Monsieur le président, je vous remercie de nous donner l'occasion de présenter les résultats de notre vérification du traitement des revendications du statut de réfugié.

Nos constatations et conclusions touchent tant Citoyenneté et Immigration Canada que la Commission de l'immigration et du statut de réfugié. Ces deux organismes partagent la responsabilité du traitement des revendications.

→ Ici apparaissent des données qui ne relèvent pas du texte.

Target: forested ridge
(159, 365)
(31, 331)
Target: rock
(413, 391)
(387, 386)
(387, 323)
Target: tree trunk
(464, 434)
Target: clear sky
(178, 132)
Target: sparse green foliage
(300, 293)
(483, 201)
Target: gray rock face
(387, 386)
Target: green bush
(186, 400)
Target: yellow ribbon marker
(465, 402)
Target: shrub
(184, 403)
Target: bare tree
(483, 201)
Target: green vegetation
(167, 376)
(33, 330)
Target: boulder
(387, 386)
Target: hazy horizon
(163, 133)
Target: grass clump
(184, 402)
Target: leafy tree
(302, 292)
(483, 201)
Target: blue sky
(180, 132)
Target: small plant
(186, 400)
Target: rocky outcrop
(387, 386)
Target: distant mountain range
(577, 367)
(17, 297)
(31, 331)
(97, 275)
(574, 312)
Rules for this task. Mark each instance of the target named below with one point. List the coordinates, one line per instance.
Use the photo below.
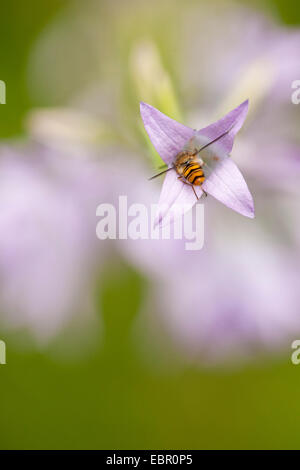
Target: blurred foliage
(111, 398)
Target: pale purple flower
(223, 179)
(239, 295)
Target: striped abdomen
(193, 173)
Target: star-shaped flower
(223, 180)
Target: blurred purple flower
(223, 179)
(49, 255)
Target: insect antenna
(161, 173)
(217, 138)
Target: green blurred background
(109, 397)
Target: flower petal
(227, 184)
(234, 119)
(176, 198)
(167, 136)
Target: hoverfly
(189, 166)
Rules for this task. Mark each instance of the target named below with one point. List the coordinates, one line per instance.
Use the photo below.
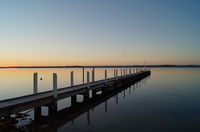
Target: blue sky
(99, 32)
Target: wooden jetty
(49, 99)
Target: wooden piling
(35, 83)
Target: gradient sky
(99, 32)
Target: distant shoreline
(111, 66)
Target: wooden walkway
(19, 104)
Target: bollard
(88, 79)
(55, 93)
(83, 70)
(93, 74)
(72, 78)
(35, 83)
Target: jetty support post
(73, 98)
(37, 110)
(93, 74)
(86, 94)
(106, 76)
(83, 70)
(53, 105)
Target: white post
(88, 79)
(35, 83)
(83, 75)
(55, 93)
(72, 78)
(105, 76)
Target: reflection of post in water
(73, 100)
(106, 106)
(124, 94)
(117, 98)
(88, 117)
(134, 87)
(72, 121)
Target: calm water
(168, 101)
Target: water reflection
(76, 109)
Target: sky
(99, 32)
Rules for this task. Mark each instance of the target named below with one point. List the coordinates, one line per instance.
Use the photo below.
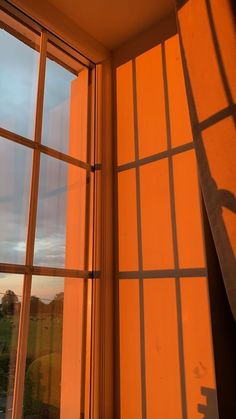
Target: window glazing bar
(54, 38)
(25, 306)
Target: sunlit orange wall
(207, 29)
(73, 311)
(165, 351)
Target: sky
(18, 88)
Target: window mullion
(25, 306)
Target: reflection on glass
(56, 116)
(10, 300)
(15, 171)
(18, 85)
(43, 362)
(61, 215)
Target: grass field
(42, 389)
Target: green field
(42, 390)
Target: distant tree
(36, 305)
(9, 302)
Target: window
(47, 192)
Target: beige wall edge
(51, 18)
(162, 30)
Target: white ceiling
(113, 22)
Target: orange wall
(165, 345)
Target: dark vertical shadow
(140, 251)
(219, 56)
(209, 409)
(210, 191)
(86, 248)
(223, 330)
(116, 258)
(175, 243)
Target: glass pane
(55, 343)
(10, 300)
(60, 232)
(15, 172)
(56, 116)
(18, 85)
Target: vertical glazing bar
(90, 263)
(25, 306)
(140, 251)
(87, 288)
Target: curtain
(207, 38)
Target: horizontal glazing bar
(156, 157)
(46, 271)
(35, 26)
(164, 273)
(44, 149)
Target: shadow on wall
(209, 410)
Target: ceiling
(113, 22)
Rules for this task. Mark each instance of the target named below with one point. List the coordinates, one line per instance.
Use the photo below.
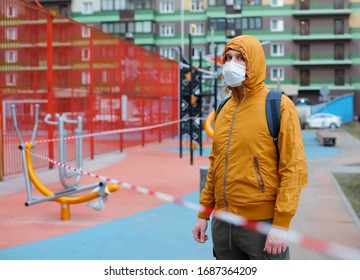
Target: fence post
(50, 82)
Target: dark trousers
(236, 243)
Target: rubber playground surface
(138, 226)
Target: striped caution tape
(116, 131)
(329, 248)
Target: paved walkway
(137, 226)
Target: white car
(323, 120)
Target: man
(248, 176)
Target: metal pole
(50, 85)
(200, 107)
(190, 104)
(180, 101)
(215, 81)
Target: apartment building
(309, 44)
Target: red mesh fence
(74, 70)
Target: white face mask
(234, 74)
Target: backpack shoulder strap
(273, 100)
(222, 103)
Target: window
(197, 5)
(338, 26)
(143, 4)
(304, 4)
(277, 3)
(64, 10)
(85, 54)
(339, 52)
(107, 5)
(11, 12)
(251, 23)
(85, 77)
(11, 56)
(86, 31)
(304, 77)
(277, 49)
(11, 79)
(338, 4)
(217, 24)
(167, 29)
(304, 52)
(197, 29)
(114, 27)
(216, 2)
(120, 5)
(11, 33)
(233, 23)
(220, 47)
(167, 6)
(87, 8)
(304, 27)
(277, 25)
(167, 52)
(339, 77)
(197, 50)
(143, 27)
(104, 76)
(277, 72)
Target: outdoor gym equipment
(63, 173)
(65, 198)
(208, 124)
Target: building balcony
(316, 83)
(322, 9)
(145, 38)
(322, 59)
(145, 14)
(322, 34)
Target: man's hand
(199, 230)
(276, 241)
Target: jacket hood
(253, 53)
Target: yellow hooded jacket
(245, 175)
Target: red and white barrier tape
(329, 248)
(116, 131)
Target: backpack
(272, 108)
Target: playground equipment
(63, 173)
(64, 198)
(208, 124)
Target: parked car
(323, 120)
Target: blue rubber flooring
(162, 233)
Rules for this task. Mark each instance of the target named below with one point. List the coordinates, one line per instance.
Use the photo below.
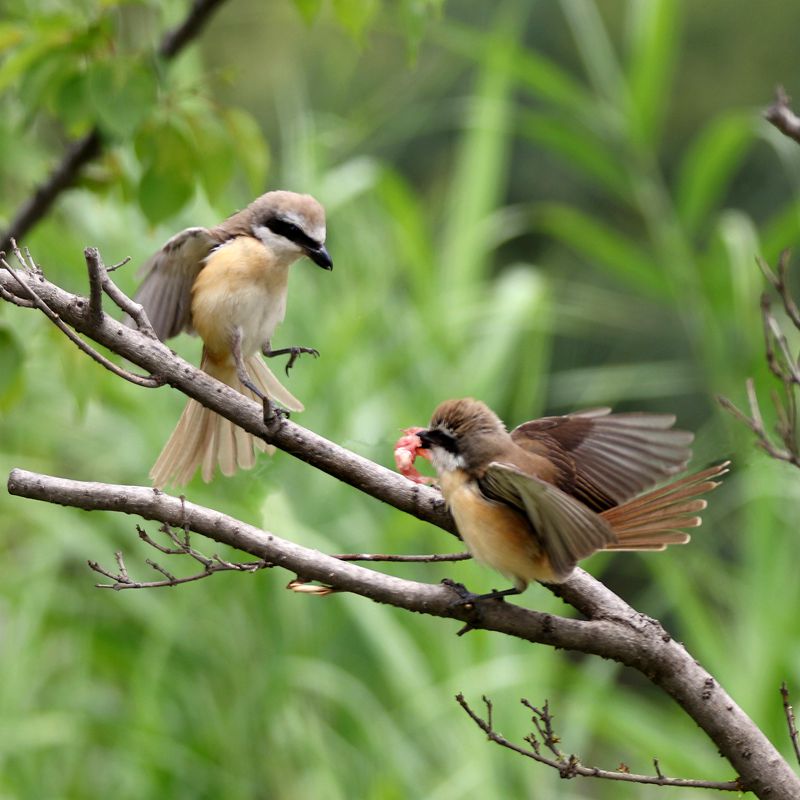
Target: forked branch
(610, 627)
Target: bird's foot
(274, 415)
(465, 597)
(293, 352)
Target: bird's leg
(474, 602)
(272, 411)
(241, 370)
(293, 352)
(465, 597)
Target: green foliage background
(545, 205)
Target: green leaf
(215, 150)
(355, 15)
(11, 372)
(168, 181)
(709, 167)
(10, 35)
(594, 47)
(580, 149)
(620, 257)
(481, 161)
(251, 147)
(72, 101)
(123, 92)
(309, 9)
(652, 51)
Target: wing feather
(166, 289)
(568, 531)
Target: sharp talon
(273, 413)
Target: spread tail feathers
(656, 519)
(202, 438)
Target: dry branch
(782, 117)
(90, 147)
(612, 629)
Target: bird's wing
(166, 291)
(568, 531)
(605, 459)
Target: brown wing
(166, 291)
(605, 459)
(567, 530)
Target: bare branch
(612, 629)
(91, 146)
(157, 359)
(147, 381)
(782, 117)
(790, 721)
(433, 558)
(783, 365)
(569, 766)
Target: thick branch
(617, 631)
(570, 766)
(613, 629)
(87, 149)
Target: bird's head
(291, 225)
(463, 434)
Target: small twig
(115, 267)
(782, 117)
(100, 281)
(147, 381)
(91, 146)
(790, 720)
(570, 766)
(433, 558)
(783, 365)
(211, 565)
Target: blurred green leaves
(535, 217)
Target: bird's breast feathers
(241, 285)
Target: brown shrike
(533, 502)
(228, 284)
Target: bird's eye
(290, 231)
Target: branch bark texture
(612, 629)
(81, 152)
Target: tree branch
(83, 151)
(612, 629)
(570, 766)
(615, 631)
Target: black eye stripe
(290, 231)
(442, 439)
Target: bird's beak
(424, 437)
(319, 255)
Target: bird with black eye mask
(228, 284)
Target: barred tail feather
(202, 438)
(657, 518)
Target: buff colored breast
(495, 534)
(241, 285)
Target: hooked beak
(425, 437)
(319, 255)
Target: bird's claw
(296, 352)
(274, 414)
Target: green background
(546, 205)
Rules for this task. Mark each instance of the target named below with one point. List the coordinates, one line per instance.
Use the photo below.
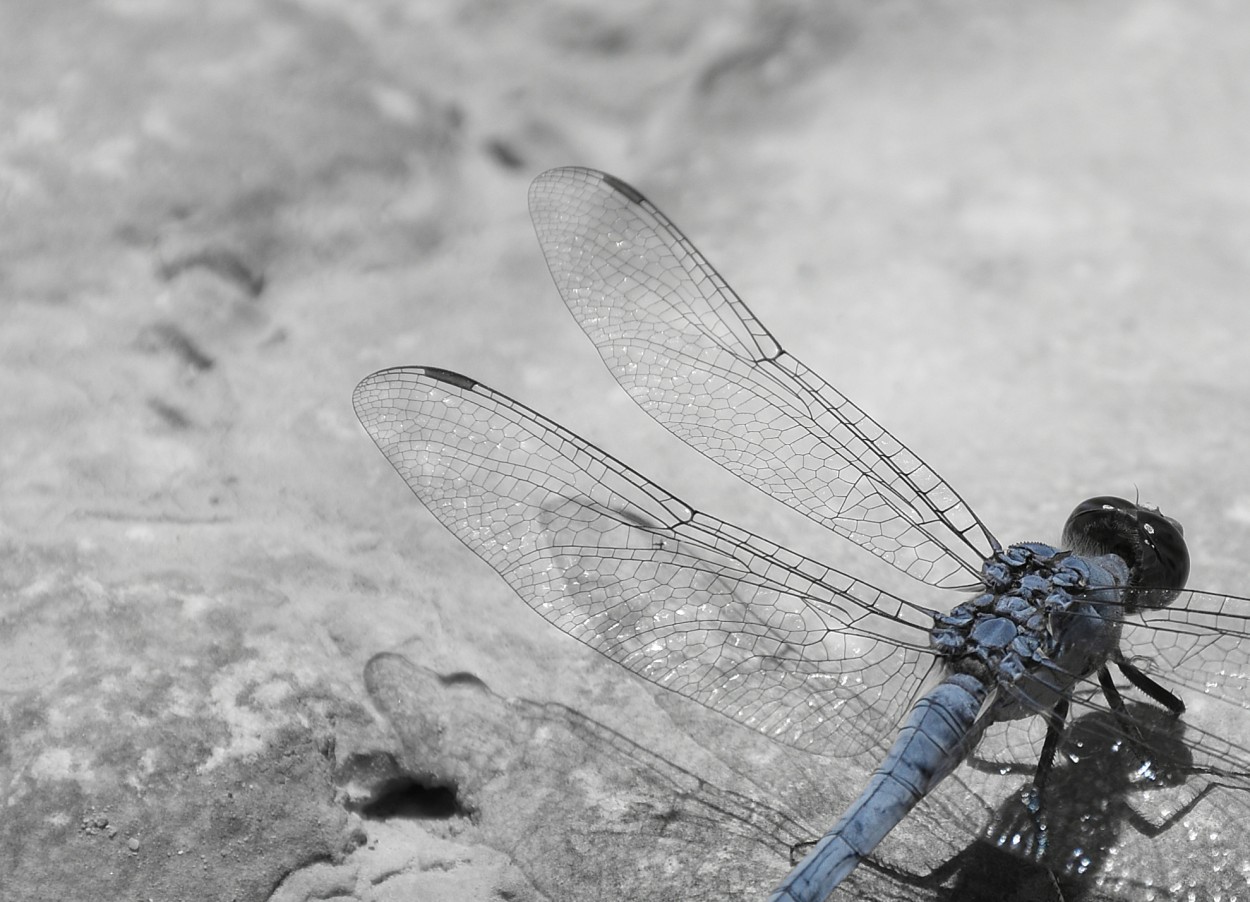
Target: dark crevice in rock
(223, 262)
(411, 798)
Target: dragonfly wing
(1201, 642)
(693, 355)
(698, 606)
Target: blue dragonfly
(806, 654)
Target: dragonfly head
(1149, 542)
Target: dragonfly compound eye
(1149, 542)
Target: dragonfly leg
(1034, 793)
(1158, 693)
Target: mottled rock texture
(1014, 232)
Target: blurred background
(1013, 232)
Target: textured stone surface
(1013, 232)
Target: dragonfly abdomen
(934, 741)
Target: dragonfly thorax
(1014, 627)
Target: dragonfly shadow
(1104, 788)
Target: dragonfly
(808, 654)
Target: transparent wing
(804, 654)
(689, 351)
(1201, 641)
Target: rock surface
(1014, 232)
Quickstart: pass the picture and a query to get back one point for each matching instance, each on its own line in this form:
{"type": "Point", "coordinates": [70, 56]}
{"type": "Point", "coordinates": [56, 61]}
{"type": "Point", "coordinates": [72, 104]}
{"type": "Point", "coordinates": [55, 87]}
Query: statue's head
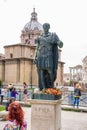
{"type": "Point", "coordinates": [46, 26]}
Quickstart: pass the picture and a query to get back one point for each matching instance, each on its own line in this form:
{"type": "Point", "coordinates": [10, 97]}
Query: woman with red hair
{"type": "Point", "coordinates": [15, 118]}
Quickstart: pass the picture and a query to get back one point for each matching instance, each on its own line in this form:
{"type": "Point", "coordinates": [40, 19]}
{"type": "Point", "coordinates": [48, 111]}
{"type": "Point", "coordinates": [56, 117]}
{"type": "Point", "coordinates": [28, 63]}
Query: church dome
{"type": "Point", "coordinates": [33, 24]}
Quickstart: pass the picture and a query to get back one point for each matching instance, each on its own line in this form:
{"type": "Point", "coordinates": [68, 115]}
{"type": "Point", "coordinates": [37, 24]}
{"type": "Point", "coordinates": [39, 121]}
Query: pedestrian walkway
{"type": "Point", "coordinates": [69, 120]}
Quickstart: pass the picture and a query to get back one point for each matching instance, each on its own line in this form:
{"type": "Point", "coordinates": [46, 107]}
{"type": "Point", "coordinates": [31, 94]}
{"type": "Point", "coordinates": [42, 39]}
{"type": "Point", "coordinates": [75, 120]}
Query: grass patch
{"type": "Point", "coordinates": [2, 108]}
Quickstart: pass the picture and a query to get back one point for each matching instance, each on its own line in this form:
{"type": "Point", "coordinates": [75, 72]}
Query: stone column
{"type": "Point", "coordinates": [45, 114]}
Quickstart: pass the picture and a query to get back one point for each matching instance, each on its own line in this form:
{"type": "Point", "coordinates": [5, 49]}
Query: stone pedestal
{"type": "Point", "coordinates": [45, 114]}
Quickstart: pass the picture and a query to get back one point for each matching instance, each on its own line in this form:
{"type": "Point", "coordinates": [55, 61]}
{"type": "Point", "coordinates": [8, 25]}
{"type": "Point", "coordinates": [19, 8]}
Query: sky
{"type": "Point", "coordinates": [67, 18]}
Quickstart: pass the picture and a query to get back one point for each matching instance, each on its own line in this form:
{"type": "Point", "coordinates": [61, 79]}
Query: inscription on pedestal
{"type": "Point", "coordinates": [45, 115]}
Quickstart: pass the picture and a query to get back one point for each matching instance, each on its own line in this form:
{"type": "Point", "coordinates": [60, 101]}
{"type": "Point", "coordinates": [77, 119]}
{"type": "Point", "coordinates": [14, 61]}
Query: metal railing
{"type": "Point", "coordinates": [67, 96]}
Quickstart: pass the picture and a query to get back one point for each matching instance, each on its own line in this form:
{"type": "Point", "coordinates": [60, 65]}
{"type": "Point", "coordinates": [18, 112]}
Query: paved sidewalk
{"type": "Point", "coordinates": [70, 120]}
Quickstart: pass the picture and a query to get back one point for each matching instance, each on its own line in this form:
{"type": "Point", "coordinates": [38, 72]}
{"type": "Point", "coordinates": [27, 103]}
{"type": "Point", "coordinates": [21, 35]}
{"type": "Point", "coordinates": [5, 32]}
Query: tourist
{"type": "Point", "coordinates": [2, 95]}
{"type": "Point", "coordinates": [25, 91]}
{"type": "Point", "coordinates": [14, 93]}
{"type": "Point", "coordinates": [9, 101]}
{"type": "Point", "coordinates": [77, 94]}
{"type": "Point", "coordinates": [15, 118]}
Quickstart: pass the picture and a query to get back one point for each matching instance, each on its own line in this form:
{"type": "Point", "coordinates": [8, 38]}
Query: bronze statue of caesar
{"type": "Point", "coordinates": [46, 57]}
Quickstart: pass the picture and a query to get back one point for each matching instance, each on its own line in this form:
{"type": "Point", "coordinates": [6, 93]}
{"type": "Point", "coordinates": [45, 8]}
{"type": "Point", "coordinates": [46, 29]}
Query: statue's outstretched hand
{"type": "Point", "coordinates": [60, 44]}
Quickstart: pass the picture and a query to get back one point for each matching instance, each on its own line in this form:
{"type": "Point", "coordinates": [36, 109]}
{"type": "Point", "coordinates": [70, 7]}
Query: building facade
{"type": "Point", "coordinates": [16, 65]}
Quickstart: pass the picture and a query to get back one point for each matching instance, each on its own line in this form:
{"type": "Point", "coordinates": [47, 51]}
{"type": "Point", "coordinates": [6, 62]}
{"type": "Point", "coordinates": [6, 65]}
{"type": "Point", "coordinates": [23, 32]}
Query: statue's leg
{"type": "Point", "coordinates": [41, 79]}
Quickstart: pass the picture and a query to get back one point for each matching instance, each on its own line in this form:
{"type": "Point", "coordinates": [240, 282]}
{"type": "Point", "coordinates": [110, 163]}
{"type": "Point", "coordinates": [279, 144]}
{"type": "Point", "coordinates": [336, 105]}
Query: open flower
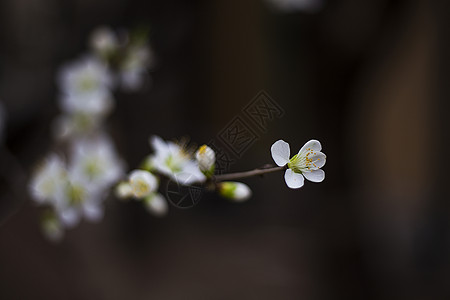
{"type": "Point", "coordinates": [142, 183]}
{"type": "Point", "coordinates": [306, 163]}
{"type": "Point", "coordinates": [96, 160]}
{"type": "Point", "coordinates": [174, 161]}
{"type": "Point", "coordinates": [206, 158]}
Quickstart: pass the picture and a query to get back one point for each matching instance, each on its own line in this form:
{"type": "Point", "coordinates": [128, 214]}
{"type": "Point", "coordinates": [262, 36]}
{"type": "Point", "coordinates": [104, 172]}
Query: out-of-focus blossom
{"type": "Point", "coordinates": [156, 205]}
{"type": "Point", "coordinates": [49, 181]}
{"type": "Point", "coordinates": [206, 158]}
{"type": "Point", "coordinates": [86, 86]}
{"type": "Point", "coordinates": [142, 183]}
{"type": "Point", "coordinates": [235, 191]}
{"type": "Point", "coordinates": [307, 162]}
{"type": "Point", "coordinates": [80, 200]}
{"type": "Point", "coordinates": [104, 41]}
{"type": "Point", "coordinates": [96, 160]}
{"type": "Point", "coordinates": [310, 6]}
{"type": "Point", "coordinates": [123, 190]}
{"type": "Point", "coordinates": [174, 161]}
{"type": "Point", "coordinates": [134, 67]}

À la fin de 1988, le système avait accumulé un arriéré important de demandes à traiter. Pour remédier à cette situation, une nouvelle structure et un processus totalement révisé pour le traitement des revendications avait alors été mis en place en janvier 1989. Les attentes étaient claires -- on visait le règlement rapide, équitable et efficace des revendications et le renvoi des revendicateurs non reconnus. Par la suite, d'autres modifications ont été apportées à la Loi sur l'immigration et aux règlements.

Monsieur le président, nous avons constaté que les résultats sont décevants. Nous nous inquiétons particulièrement du volume de cas en arriéré, des longs délais de traitement, tant à la Commission qu'au Ministère, et des difficultés à effectuer les renvois.

Au 31 mars 1997, environ 37 500 personnes attendaient une décision du Ministère ou de la Commission liée à leur revendication. Au chapitre des délais, on estime qu'une revendication peut assurer un séjour au pays pour une période de plus de deux ans et demi. La situation à propos des renvois mérite aussi une attention particulière. À la fin de notre vérification, CIC pouvait confirmer le départ de seulement 4 300 des 19 900 personnes qui auraient dû quitter le pays. En somme, le processus n'accorde pas rapidement la protection à ceux qui en ont vraiment besoin. De plus, il ne dissuade pas les personnes qui ne méritent pas ou qui ne requièrent pas la protection du Canada de revendiquer le statut de réfugié.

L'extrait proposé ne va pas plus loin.